Building a base will help event grow
The vision for the first Portland Jazz Festival began with Bill Royston. It was the logical extension of earlier jazz festivals that he had produced on the East Coast.
In the mid-'80s, while working for the Philadelphia Convention and Visitors Bureau, Royston had been asked to attend a hotel marketing meeting. The task was to create an event around Presidents' Day Weekend in February. 'Look,' said the general manager of the local Sheraton, 'nobody books a convention on a holiday weekend, and nobody comes to Philadelphia for a holiday in February.'
From this encounter came the Philadelphia Presidential Jazz Weekend. (Bad name, good event!) The economic formula was simple: Hotels donated the use of their ballrooms and other spaces; organizers produced and promoted the performances; and the hotels retained all of the food and beverage receipts and were provided promotional space to market their individual 'Jazz Lovers Weekend Packages.' It was a win-win situation based upon a need-need. It also was one of the first times the phrase 'cultural tourism' surfaced.
Upon moving to Portland in 1996, Royston decided that this was a remarkably fertile place to present jazz. But, as he is fond of saying, 'It takes a community to build a jazz festival.' Without key partners and individuals within the community, there would never have been a Portland Jazz Festival.
Our recent success is the result of creating a core of tourism, business and jazz collaborators. Royston had been talking with Barbara Steinfeld at Portland Oregon Visitors Association and, coincidentally, one of Barbara's associates, Natalie Schoof, was an old college friend of mine. Natalie was a member of the Jazz Society of Oregon and brought the society's president, Chuck Carpenter, to the table.
When POVA brought the 17 participating hotels together, it was clear that February was Portland's lowest occupancy period, just like Philadelphia.

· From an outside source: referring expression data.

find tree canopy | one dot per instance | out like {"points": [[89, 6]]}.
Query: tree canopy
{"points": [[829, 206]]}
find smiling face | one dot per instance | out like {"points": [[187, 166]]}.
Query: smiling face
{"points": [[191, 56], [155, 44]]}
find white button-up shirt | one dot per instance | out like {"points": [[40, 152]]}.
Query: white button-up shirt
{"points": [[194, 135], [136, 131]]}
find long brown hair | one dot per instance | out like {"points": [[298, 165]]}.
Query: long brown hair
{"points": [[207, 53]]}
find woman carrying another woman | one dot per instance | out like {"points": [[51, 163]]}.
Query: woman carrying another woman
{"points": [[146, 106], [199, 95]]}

So, why jazz? Quite simply, the demographics fill the need to create the win-win. Subjectively, the jazz audience is unusually loyal. Objectively, survey results indicate that the audience is over 45, married (but with the majority stating that there are no children living in the household), and with an average income of more than $90,000 per year. One-third possess advanced college degrees of a master's or beyond. The figures explain why this group can average 4.5 leisure trips annually.
The potential jazz audience was POVA's target group. Together, we 'put heads in beds,' as well as 'butts in seats,' accounting for several hundred hotel room nights over the three-day period. In addition, the 50 ticketed and nonticketed performances played to audiences totaling more than 10,000 people. We're already working on an expanded 2005 festival.

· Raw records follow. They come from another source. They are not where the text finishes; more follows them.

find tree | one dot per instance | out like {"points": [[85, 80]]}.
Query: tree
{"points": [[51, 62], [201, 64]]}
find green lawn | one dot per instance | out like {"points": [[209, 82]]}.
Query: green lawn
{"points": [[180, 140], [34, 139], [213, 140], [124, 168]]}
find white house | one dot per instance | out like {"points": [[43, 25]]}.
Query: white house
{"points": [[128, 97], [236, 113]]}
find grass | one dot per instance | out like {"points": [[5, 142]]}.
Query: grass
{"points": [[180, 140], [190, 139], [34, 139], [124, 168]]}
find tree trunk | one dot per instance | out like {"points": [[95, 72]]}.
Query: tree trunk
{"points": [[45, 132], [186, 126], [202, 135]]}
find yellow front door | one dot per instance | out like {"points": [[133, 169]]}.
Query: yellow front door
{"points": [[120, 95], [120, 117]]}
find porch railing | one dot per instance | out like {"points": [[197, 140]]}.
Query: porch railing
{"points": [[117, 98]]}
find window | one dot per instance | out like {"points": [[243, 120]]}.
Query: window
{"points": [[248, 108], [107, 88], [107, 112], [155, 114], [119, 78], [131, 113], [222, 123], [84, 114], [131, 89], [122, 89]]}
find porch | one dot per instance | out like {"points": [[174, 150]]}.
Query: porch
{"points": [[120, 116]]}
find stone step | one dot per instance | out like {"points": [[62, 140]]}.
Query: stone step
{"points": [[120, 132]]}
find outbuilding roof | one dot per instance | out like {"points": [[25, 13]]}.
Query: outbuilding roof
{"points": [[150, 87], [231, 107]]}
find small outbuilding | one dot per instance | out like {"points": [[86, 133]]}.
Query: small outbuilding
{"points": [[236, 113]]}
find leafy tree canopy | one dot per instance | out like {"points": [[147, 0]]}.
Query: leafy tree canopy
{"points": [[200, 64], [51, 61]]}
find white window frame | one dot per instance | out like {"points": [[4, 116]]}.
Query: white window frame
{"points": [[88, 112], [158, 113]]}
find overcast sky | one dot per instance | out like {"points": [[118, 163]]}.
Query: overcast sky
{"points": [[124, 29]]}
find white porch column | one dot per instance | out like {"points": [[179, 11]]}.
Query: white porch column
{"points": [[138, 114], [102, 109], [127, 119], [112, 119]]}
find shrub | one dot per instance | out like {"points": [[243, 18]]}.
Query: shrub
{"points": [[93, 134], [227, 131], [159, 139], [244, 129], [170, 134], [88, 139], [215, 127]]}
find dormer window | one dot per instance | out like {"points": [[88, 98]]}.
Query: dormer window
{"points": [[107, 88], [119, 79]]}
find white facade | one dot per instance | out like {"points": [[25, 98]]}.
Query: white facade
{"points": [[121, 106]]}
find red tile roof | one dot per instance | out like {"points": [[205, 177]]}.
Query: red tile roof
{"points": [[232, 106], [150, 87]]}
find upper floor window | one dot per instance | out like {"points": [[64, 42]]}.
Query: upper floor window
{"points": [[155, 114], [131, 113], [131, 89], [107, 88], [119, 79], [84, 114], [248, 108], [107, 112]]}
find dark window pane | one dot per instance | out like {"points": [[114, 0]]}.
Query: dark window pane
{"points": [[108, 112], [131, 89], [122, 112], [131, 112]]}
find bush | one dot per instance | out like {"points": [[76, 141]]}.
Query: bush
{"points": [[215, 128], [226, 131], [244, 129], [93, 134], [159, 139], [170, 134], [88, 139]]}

Jazz is an ever-changing art form. We see it (and hear it) as a musical patchwork quilt that when skillfully assembled represents more than music. Jazz depicts our culture and celebrates our diversity.
In the next few years, we hope that the Portland Jazz Festival will present all kinds of music that fall under the general category of jazz (and even beyond). That may mean jam bands, avant-garde and free jazz, Latin grooves, fusion, straight-ahead and rhythms from Cuba to Norway!
Artists set the pay scale; we try to make a modest profit and hope to reach a middle ground. This year, we were successful in this regard by playing to 98 percent of capacity for our ticketed programs. This means that we'll be better able to afford more modestly priced events in the future.
Ticket pricing also is dependent on sponsorship support in order to get beyond the traditional bottom line. We're optimistic that after one successful event, we'll be able to expand our sponsorship base in years to come.
Yet the reality remains that the primary mission of the festival is cultural tourism, and for a first-time event we concentrated on jazz that would attract an audience from out of town. We focused on music that included jazz legends such as Wayne Shorter and newer masters such as Regina Carter.
As we grow, and get to know our audience better, we'll be able to take greater risks (and, in turn, ask our audience to trust us more) in programming more diverse talent.
Please be patient with us. A year ago this was just an idea, and now we're attempting to manage our growth both artistically and administratively. Our goal is to reach out to all audiences, especially the young as well as minority and new constituencies.
And, as we do, we'll be able to afford to be more adventurous É while being responsible for selling more hotel rooms.
Sarah Bailen Smith is the managing director of the Portland Jazz Festival, which was launched in February. Bill Royston is the festival's artistic -director.